Het gekke is dat wij, de anti-bedopmaakbrigade, juist met andere dingen netjes zijn. Zo wil ik na het eten altijd de keuken opruimen. Spannende film of niet, ik zit gewoon niet lekker op de bank als ik weet dat er nog restjes babi pangang in de keuken liggen. En ik heb het echt geprobeerd, maar ik mis dan vaak een halve film omdat mijn gedachten steeds afdwalen naar de vuile vaat. Het is een gebrek, ik weet het.
Maar dan dat bed. Ik spring er ’s ochtends gewoon uit en laat de dekens dan als een propje liggen. Het laken lekker verfrommeld eronder. Mijn vrouw doet hetzelfde. Gewoon niet achterom kijken, wegwezen. En is dat dan echt zo raar? Onze vrienden vinden van wel. Zoiets doe je toch niet. We waren sloddervossen, rommelkonten, chaoten. Het liep bijna uit de hand.
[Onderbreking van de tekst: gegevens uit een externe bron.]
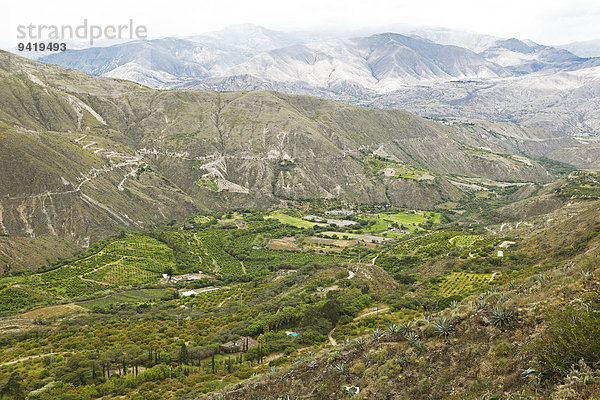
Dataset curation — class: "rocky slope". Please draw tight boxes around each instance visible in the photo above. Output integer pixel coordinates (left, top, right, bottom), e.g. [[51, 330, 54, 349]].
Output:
[[0, 53, 577, 250]]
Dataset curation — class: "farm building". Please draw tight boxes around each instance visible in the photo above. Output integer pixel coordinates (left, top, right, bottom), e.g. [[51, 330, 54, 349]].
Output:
[[219, 336, 258, 353]]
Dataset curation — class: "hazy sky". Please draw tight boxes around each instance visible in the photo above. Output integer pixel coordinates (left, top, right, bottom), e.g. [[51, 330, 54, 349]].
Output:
[[0, 0, 600, 48]]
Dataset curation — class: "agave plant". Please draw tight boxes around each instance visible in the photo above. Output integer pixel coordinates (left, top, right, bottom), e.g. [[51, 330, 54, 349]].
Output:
[[521, 368, 542, 381], [268, 367, 277, 378], [395, 357, 411, 366], [433, 316, 452, 338], [371, 328, 383, 340], [398, 321, 410, 335], [413, 340, 427, 354], [334, 363, 346, 375], [490, 306, 513, 328], [535, 272, 546, 284], [581, 271, 594, 281], [406, 331, 421, 343], [475, 299, 487, 310], [496, 293, 508, 304], [354, 338, 366, 350]]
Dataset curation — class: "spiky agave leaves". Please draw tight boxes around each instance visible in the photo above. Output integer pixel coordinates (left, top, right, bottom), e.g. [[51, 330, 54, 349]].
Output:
[[433, 316, 452, 338], [334, 363, 346, 375], [406, 331, 421, 344], [475, 299, 487, 310], [371, 328, 383, 341], [490, 305, 513, 328], [354, 338, 367, 350]]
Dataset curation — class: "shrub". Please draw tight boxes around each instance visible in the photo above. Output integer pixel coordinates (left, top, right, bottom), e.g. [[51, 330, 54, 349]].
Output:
[[490, 306, 513, 328], [433, 317, 452, 338], [534, 305, 600, 378]]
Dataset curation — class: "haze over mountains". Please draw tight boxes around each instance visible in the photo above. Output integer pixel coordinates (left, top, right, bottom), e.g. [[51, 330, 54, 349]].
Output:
[[0, 47, 600, 250], [27, 25, 600, 136]]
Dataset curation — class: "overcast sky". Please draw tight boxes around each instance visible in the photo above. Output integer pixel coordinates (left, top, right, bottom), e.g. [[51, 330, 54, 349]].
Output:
[[0, 0, 600, 48]]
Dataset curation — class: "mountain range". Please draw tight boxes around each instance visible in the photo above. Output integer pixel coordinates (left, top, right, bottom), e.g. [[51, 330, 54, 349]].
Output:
[[25, 25, 600, 136], [0, 49, 600, 253]]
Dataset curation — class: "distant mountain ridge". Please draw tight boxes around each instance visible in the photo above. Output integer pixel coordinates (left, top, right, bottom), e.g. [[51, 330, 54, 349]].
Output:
[[29, 25, 600, 136], [0, 52, 600, 246]]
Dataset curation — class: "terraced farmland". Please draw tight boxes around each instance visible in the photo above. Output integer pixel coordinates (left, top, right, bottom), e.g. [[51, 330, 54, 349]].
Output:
[[439, 272, 493, 297]]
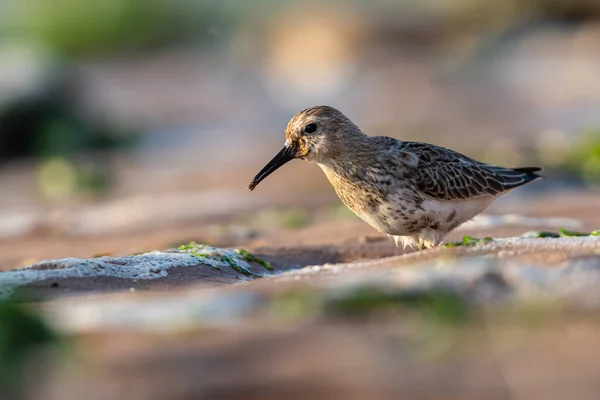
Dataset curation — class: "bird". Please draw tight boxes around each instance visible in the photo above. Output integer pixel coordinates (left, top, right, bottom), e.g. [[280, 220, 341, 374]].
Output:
[[248, 106, 541, 249]]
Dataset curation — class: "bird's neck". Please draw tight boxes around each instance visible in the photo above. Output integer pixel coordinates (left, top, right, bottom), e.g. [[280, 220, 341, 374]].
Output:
[[316, 137, 377, 181]]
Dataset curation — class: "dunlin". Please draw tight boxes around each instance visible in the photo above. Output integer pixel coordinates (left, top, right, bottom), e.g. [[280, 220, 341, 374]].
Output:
[[248, 106, 540, 249]]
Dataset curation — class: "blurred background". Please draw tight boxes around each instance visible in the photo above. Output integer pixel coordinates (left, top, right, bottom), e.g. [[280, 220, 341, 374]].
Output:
[[0, 0, 600, 268], [0, 0, 600, 400]]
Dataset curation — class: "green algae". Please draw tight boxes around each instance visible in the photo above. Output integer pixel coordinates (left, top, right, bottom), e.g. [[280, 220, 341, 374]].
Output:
[[444, 235, 494, 248], [236, 249, 273, 271]]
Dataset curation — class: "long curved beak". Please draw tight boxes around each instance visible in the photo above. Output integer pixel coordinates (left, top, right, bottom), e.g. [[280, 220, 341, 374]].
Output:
[[248, 145, 296, 190]]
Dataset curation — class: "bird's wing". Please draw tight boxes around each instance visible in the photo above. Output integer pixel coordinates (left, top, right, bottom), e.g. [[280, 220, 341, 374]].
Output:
[[396, 142, 540, 200]]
Thuis besloot ik te kijken wat Google ervan vindt. Misschien moet ik me er meer in verdiepen. De webpagina ‘waarom je altijd je bed op moet maken’ leek me leerzaam. Ik klikte en las reden nummer een: ‘Dan is je slaapkamer altijd Instagram-proof.’ Ik wist genoeg. Wij hadden gelijk. Bed opmaken is onzinnig.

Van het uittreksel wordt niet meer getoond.